Described by an art critic as “the most expressive sports painter since George Bellows”, Barnes’ sporting career continued behind the canvas, as he painted gymnasts, hockey players, tennis players and basketball players. ball, in addition to steps. Several commissions were also received, including being named Official Artist of the 1984 Olympics and Sports Artist of the Year by the United States Sports Academy in 1985. In 1996, to commemorate his 50th anniversary, the National Basketball Association commissioned Barnes to create a painting on the subject of “Where we were, where we are and where we are going” and in 2004 he was named “Best American Sports Painter” by the American Sport Art Museum & Archives.
When it was early collectors were athletes and former teammates, as his exhibits began to travel, recognition of his skill with the brush grew. With strong ties to the music world, many of his works have appeared on album covers, including jazz trumpeter Donald Byrd’s 1979 album, Donald Byrd and 125th Street, NYC, Curtis Mayfield cover in 1980 for Something to Believe In and the cover of The Crusaders for Ghetto. Blaster in 1984.

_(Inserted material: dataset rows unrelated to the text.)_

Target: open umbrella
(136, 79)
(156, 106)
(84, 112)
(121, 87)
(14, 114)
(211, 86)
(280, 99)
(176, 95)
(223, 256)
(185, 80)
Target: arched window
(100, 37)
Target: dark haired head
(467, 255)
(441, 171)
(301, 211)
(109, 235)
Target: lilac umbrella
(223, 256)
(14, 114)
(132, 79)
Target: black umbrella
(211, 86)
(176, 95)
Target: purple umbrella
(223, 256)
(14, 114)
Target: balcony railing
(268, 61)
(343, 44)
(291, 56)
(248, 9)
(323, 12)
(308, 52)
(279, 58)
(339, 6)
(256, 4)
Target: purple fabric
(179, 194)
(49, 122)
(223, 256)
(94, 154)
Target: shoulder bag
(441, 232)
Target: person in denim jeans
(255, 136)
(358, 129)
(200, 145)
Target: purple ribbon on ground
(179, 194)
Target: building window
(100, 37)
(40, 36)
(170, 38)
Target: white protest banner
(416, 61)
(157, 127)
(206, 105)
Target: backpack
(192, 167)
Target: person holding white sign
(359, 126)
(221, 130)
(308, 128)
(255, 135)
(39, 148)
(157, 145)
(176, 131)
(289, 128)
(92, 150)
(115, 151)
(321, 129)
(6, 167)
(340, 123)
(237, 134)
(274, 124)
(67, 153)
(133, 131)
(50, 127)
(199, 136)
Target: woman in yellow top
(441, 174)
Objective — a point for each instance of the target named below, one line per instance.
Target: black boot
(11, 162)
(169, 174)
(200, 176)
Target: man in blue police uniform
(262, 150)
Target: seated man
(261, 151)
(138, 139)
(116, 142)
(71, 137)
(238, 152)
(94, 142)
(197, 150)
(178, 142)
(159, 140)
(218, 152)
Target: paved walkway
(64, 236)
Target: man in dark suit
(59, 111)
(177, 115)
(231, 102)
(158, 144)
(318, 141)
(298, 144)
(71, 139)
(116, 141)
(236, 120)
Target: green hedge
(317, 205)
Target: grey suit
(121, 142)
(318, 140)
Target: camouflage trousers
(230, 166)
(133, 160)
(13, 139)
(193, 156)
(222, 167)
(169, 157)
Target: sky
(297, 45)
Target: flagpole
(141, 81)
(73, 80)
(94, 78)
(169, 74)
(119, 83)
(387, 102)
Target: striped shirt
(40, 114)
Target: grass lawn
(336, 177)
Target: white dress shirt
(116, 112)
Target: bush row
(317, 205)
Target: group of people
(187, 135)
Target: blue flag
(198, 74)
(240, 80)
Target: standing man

There was also an attempt to bring about positive change through art. So, following the Los Angeles riots of 1992, Mayor Tom Bradley used his painting Growth Through Limits – featuring a trio of different ethnic backgrounds surrounding sprouting flowers – on a billboard for inspiration. His 1998 work The Advocate questioned the integrity of the judicial process, and in 2001 he painted In Remembrance in the aftermath of the September 11 attacks.
Although he raked in huge sums for his work during his lifetime and prices continued to rise after his death in 2009, his artistic legacy has long been overlooked. With a focus on a more culturally and racially unbiased rewriting of art history, Barnes, too, now finds his name in these pages. Commercial success, meanwhile, is parallel, and the amount recovered by La Cabane à sucre is only one indicator. Often fined by his Denver coach, Jack Faulkner, when caught drawing at team meetings, some of these works now fetch millions.